Iacomini sottolinea però la gravità generale della situazione, partendo dai bambini rifugiati: “In Iraq abbiamo 2.000.000 di sfollati. Il Libano ospita 1.000.000 di siriani. Poter parlare di questa Siria non è facile. Abbiamo 32.000.000 di bambini colpiti dai conflitti nel mondo, 15.000.000/20.000.000 sono in Siria, seguita dell’Iraq e dal Centroafrica con 2.000.000. La guerra è iniziata con pochi bambini uccisi, 1 al giorno. Poi sono arrivate 1000 persone al campo profughi, poi 2000. Poi… Damasco: Partita di pallone fra bambini, 11 contro 11, morti tutti. In Giordania ci sono 800.000 rifugiati di cui la metà sono bambini. Cerchiamo di dare aiuto ai bambini con traumi psicologici. I bambini che vanno a scuola hanno visto di tutto. Le tende in cui vivono sono nel deserto, fissate con dei sassi. Si passa attraverso la melma e si vedono condutture che si rompono, fogne ed escrementi. C’è chi è nato in questi campi profughi. Vivono dentro queste tende, a terra i loro tappeti, hanno anche 5 figli, e ti offrono the da bere. I bambini vanno a scuola. I grandi si attrezzano. Hanno creato vie di negozi all’interno dei campi. La gente attraversa il confine camminando anche per 10 giorni per raggiungerlo. Arrivano con le carriole che usano per trasportare le poche cose che hanno. Queste vengono poi utilizzate per spostare sassi. Uno dei grossi problemi è proprio il lavoro minorile. I bambini vengono mandati nei campi per 1 dollaro al giorno. L’altro, i matrimoni precoci. Ragazzine dai 6 ai 20 anni , per disperazione, vengono date in sposa per 1000 euro. Violentate, stuprate e commercializzate. La vita lì funziona così da 5 anni”.

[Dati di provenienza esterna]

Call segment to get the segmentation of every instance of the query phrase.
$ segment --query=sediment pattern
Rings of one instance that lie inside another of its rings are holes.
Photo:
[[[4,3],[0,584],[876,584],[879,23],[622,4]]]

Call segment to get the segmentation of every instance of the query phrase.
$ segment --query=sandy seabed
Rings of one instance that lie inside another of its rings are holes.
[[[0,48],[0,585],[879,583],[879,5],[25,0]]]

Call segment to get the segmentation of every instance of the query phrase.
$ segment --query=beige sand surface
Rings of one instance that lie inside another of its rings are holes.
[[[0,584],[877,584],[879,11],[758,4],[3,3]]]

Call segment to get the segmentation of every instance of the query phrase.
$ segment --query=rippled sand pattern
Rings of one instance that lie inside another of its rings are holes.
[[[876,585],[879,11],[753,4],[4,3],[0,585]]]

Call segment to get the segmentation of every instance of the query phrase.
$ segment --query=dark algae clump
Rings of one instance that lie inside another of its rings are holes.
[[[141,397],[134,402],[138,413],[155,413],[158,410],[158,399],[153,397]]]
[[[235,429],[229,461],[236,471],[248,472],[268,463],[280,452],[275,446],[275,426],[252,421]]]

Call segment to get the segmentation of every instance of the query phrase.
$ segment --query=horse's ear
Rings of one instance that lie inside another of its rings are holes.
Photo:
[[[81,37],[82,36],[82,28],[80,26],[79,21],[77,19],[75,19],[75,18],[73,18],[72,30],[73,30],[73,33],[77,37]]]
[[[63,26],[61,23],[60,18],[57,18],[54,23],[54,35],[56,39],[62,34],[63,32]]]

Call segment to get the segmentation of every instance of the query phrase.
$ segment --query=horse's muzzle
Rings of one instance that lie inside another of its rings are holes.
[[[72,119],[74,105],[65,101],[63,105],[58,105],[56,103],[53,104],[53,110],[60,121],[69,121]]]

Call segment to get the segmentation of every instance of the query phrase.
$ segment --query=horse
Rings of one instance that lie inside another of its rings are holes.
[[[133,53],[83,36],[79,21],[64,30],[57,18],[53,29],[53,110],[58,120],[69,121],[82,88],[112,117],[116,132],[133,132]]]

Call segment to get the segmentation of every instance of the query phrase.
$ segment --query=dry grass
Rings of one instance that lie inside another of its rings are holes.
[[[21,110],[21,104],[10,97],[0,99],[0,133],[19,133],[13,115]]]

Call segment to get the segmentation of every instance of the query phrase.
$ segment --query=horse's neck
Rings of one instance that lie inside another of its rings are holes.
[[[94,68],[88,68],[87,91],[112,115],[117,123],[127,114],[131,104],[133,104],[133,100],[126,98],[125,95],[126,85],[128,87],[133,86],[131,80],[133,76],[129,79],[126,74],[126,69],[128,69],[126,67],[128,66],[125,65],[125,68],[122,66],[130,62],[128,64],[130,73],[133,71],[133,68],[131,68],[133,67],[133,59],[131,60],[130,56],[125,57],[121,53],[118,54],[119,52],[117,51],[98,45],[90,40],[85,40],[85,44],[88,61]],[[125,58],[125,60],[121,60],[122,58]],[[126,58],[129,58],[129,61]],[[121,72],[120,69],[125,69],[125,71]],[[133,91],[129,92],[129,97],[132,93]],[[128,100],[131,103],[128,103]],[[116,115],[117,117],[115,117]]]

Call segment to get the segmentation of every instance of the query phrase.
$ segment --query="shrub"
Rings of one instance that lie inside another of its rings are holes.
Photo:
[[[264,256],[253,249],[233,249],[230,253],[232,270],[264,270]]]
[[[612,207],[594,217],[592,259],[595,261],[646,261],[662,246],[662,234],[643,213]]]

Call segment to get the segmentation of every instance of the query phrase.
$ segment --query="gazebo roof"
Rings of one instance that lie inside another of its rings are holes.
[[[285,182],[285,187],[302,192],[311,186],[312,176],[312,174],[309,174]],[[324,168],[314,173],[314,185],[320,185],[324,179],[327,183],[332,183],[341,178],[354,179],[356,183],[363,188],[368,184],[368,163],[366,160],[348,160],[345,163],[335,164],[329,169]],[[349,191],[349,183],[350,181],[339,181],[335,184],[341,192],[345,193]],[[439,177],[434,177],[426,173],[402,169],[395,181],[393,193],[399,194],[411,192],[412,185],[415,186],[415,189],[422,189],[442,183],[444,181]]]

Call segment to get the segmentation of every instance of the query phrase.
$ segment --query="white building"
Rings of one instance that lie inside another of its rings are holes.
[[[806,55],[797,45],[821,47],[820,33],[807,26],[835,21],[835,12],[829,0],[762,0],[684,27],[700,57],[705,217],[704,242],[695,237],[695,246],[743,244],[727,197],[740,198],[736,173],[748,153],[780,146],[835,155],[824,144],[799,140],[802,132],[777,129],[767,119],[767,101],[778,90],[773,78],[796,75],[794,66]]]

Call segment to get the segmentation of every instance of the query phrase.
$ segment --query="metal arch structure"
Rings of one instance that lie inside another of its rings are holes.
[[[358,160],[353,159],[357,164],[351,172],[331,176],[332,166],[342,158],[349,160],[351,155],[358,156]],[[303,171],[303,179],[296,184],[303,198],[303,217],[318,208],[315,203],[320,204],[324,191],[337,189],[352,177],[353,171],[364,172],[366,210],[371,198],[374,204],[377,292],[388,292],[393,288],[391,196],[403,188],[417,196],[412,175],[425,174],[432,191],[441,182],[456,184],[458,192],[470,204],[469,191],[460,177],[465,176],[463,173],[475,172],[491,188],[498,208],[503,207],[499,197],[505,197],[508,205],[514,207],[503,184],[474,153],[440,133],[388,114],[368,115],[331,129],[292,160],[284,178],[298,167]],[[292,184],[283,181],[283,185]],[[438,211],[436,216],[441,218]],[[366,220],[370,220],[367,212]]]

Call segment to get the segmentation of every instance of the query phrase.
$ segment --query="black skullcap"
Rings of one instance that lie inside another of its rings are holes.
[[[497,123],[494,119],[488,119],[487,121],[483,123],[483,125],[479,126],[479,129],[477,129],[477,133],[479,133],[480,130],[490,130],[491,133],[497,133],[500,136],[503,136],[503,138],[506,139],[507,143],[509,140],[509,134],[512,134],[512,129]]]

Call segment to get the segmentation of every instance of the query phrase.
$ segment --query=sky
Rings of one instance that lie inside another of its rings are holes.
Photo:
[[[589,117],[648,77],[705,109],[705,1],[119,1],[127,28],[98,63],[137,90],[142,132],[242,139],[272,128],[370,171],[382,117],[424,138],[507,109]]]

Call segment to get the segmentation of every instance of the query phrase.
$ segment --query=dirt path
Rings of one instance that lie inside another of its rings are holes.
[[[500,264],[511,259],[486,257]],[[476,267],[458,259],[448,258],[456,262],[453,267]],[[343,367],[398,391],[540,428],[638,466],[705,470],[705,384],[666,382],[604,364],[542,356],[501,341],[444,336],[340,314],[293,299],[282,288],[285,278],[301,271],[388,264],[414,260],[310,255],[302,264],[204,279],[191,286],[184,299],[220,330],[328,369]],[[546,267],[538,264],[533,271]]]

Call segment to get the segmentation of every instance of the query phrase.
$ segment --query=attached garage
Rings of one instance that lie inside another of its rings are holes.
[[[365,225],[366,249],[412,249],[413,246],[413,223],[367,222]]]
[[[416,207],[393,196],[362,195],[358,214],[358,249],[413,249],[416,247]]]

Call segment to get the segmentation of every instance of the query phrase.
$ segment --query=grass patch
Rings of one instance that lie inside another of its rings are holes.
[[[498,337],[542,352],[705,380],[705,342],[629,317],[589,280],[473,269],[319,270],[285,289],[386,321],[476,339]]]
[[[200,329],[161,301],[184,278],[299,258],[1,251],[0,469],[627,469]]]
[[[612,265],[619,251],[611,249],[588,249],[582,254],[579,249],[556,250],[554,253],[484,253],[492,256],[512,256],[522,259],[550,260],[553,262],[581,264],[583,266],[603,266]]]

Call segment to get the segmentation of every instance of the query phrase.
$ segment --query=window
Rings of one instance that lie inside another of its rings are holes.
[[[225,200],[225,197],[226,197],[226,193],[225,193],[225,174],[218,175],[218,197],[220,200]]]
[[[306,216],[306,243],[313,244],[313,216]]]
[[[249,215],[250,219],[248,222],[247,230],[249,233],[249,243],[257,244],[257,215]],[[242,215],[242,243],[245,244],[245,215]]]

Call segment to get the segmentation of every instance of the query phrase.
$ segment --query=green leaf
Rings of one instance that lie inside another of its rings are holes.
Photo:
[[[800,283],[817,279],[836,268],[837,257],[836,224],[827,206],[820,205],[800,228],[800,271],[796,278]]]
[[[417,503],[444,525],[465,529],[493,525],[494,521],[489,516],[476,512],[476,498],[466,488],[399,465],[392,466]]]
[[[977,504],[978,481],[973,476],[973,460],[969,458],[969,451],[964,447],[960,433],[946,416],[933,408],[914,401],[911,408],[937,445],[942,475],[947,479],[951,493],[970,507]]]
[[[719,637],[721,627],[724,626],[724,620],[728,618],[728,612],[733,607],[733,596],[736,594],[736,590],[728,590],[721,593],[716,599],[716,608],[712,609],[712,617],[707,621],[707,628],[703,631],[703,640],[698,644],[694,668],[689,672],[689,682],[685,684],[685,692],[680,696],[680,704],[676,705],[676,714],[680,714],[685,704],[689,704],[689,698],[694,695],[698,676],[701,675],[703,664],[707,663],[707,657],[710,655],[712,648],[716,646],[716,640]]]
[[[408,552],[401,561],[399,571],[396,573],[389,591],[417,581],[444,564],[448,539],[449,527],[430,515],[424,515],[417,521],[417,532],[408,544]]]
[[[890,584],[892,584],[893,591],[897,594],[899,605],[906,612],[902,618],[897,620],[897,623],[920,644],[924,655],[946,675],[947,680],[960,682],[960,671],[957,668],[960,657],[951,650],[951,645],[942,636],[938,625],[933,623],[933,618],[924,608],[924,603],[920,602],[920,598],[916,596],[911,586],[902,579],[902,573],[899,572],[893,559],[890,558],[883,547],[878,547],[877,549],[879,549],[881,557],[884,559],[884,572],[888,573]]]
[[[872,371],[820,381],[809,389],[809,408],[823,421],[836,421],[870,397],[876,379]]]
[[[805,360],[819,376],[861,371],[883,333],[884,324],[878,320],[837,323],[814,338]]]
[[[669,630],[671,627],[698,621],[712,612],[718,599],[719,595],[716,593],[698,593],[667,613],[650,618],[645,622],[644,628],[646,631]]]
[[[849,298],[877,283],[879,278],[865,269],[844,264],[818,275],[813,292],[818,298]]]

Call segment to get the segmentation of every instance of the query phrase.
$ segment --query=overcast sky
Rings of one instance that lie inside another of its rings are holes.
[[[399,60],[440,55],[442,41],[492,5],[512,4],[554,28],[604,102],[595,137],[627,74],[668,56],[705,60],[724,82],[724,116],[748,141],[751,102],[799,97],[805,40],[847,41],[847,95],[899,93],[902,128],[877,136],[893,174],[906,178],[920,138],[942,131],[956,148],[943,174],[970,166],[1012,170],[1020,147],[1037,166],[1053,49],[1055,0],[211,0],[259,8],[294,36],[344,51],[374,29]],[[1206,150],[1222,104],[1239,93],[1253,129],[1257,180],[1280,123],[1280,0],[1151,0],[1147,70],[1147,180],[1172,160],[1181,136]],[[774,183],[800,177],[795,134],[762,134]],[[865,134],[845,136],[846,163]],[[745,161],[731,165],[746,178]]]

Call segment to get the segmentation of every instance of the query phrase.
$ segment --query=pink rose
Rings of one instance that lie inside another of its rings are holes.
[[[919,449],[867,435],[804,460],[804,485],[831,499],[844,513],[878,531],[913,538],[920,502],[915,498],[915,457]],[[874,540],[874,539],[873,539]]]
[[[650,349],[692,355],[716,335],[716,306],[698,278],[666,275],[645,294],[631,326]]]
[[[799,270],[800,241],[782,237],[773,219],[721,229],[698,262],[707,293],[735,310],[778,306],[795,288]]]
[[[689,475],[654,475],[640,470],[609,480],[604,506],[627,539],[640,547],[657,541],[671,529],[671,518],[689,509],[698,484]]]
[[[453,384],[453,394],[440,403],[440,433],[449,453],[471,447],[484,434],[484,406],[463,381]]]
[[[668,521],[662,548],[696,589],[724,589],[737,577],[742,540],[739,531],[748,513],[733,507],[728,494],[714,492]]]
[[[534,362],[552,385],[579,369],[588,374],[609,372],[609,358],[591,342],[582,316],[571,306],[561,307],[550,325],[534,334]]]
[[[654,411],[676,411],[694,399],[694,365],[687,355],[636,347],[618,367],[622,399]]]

Per destare attenzione dobbiamo forse usare frasi zeppe di retorica. Ma piuttosto che il silenzio tombale è meglio esagerare – anche se in realtà non tanto – per eccesso. In questi casi però ci sono centinaia di bambini che muoiono per colpe non loro. La Siria è il luogo peggiore per essere un bambino. Il terrore della morte e delle bombe spinge a diventare profughi, a incominciare una vita di stenti dentro un futuro incertissimo.

L’incontro si conclude con parole politicamente scorrette di Iacomini: “Dicono tutti che è in corso una guerra contro i cristiani. Non lo nego. Però è anche vero che Isis si inserisce dopo. In realtà assistiamo al più grande genocidio di musulmani. Non dovrebbe esserci disuguaglianza quando ci sono queste cose. Chiedete a questi bambini cosa ne sanno o che colpa ne hanno. Come a suo tempo in Ruanda o in Bosnia. Oggi invece questo conflitto viene dimenticato. Essere indifferenti… Questo è il vero problema. Le grandi manifestazioni non si vedono più. Abbiamo perso la voglia di manifestare. Questa guerra è figlia dell’indifferenza. È un crimine contro l’umanità”.